The following video shows the type of interaction that our model allows. Note that speech-to-text conversion is not part of the system and is done in a separate step by using Google Cloud APIs.
We evaluate our approach in a simulated robot task involving a table-top setup. In this task, a seven DoF robot manipulator has to be taught by an expert how to perform a combination of picking and pouring behaviors. After training, the model is able to actuate a robot based on a new environment and a new verbal task description. The following videos show our trained model controlling a robot arm conducting the picking and pouring tasks.
Figure 1a: "Lift the container up"
Figure 1b: "Fill a little into the large blonde bowl"
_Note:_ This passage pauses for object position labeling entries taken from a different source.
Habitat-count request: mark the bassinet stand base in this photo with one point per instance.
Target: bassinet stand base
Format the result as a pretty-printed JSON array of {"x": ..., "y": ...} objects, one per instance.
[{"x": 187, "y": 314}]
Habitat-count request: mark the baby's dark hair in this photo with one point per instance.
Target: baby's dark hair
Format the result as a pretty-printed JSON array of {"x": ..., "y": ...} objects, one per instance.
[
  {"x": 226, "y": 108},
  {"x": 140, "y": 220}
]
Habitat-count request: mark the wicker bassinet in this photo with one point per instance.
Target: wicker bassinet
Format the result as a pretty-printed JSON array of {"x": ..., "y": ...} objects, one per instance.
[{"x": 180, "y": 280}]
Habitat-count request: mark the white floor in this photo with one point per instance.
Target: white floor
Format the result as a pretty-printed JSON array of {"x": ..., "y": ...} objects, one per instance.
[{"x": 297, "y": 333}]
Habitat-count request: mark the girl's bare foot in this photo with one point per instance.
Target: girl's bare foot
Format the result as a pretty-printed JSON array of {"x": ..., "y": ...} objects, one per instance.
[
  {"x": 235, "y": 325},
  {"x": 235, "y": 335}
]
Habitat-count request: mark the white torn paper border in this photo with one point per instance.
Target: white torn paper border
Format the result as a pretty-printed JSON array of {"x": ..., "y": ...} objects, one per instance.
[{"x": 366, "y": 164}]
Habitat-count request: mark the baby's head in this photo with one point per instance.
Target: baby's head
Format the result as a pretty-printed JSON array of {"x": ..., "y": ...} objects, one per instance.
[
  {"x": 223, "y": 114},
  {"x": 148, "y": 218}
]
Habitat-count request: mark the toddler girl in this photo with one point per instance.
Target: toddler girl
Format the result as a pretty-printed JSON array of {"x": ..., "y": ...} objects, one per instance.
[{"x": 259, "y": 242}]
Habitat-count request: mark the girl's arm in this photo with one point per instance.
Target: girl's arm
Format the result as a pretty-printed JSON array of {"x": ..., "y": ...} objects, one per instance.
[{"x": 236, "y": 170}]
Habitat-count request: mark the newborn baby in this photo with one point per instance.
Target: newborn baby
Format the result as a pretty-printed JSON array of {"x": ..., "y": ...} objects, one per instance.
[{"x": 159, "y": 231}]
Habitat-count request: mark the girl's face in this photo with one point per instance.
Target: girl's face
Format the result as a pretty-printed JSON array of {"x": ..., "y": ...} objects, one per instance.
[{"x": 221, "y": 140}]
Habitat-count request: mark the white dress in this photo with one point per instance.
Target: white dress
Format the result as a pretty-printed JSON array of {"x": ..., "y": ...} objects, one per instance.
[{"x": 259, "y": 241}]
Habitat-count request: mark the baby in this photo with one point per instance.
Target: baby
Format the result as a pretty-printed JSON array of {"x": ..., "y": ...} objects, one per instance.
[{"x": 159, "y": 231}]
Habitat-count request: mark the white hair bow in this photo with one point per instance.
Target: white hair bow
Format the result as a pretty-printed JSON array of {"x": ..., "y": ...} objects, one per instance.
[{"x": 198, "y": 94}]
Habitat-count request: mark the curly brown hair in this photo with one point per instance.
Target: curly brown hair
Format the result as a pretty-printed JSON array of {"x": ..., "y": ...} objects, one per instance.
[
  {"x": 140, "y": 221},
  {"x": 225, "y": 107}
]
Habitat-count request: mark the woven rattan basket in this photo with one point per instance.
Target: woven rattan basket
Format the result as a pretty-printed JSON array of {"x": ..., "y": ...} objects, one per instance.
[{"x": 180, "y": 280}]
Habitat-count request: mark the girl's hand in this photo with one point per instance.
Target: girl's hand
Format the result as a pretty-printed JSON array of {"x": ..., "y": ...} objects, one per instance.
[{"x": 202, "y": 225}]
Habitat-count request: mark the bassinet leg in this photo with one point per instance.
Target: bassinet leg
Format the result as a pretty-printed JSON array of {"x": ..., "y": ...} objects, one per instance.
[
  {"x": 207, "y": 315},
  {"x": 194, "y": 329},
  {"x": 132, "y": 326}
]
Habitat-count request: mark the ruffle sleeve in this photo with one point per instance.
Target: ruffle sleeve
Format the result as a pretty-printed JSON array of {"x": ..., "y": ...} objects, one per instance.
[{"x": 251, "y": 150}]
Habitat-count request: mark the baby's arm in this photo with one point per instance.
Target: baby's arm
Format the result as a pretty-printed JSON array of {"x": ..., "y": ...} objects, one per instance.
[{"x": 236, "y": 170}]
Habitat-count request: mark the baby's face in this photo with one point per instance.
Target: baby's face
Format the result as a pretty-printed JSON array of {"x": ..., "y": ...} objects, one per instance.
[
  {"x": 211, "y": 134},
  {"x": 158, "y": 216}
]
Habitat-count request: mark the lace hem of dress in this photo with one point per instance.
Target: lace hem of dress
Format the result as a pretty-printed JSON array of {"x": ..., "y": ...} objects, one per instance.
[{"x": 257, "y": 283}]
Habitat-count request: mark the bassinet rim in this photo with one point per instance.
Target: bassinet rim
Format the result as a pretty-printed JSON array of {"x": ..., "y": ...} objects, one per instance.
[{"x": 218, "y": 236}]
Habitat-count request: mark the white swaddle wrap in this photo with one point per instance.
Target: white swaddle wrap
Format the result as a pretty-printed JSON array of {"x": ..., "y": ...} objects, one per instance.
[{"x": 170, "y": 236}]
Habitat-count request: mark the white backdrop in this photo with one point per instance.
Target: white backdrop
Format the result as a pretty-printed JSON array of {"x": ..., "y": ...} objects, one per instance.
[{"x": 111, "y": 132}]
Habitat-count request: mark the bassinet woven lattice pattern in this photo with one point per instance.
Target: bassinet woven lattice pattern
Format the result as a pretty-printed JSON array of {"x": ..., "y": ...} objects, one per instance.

Figure 1a shows that the robot was able to reproduce trained behavior that was demonstrated by the human operator. This behavior goes beyond just reaching the correct target, and it also shows that the robot learned the motion needed to approach the object correctly. During the demonstrations, the robot was taught to approach a point in front of the object before transitioning to a linear part of the motion in order to grasp the cup. Especially for objects close to the robot, the motion shape is essential for successful grasps. Figures 1b and 2b show the puring action while showing the model’s ability to dispense different quantities into the respective bowls. In Figure 1b, the robot was tasked to pour “a little” into the bowl while in Figure 2b, the robot was tasked to pour “everything” into the bowl. Similar to the demonstrated picking actions in, the shape of the demonstrated motion is essential in order to dispense the correct quantities.
Figure 2a: "Pick the stein up"
Figure 2b: "Pour everything into the rectangular cardinal bowl"
Both experiments show the robot’s ability to generalize to new tasks provided as a top-down image $\mathbf{I}$ and verbal task description $v$. We summarize the results of testing our model on a set of 100 unseen, new environments. Our model’s overall task success describes the percentage of cases in which the cup was first lifted, and then successfully poured into the correct bowl. This sequence of steps was successfully executed in 84% of the new environments. Picking alone achieves a 98% success rate while pouring results in 85%. We argue that the drop in performance is due to increased linguistic variability when describing the pouring behavior. These results indicate that the model appropriately generalizes the trained behavior to changes in object position, verbal command, or perceptual input.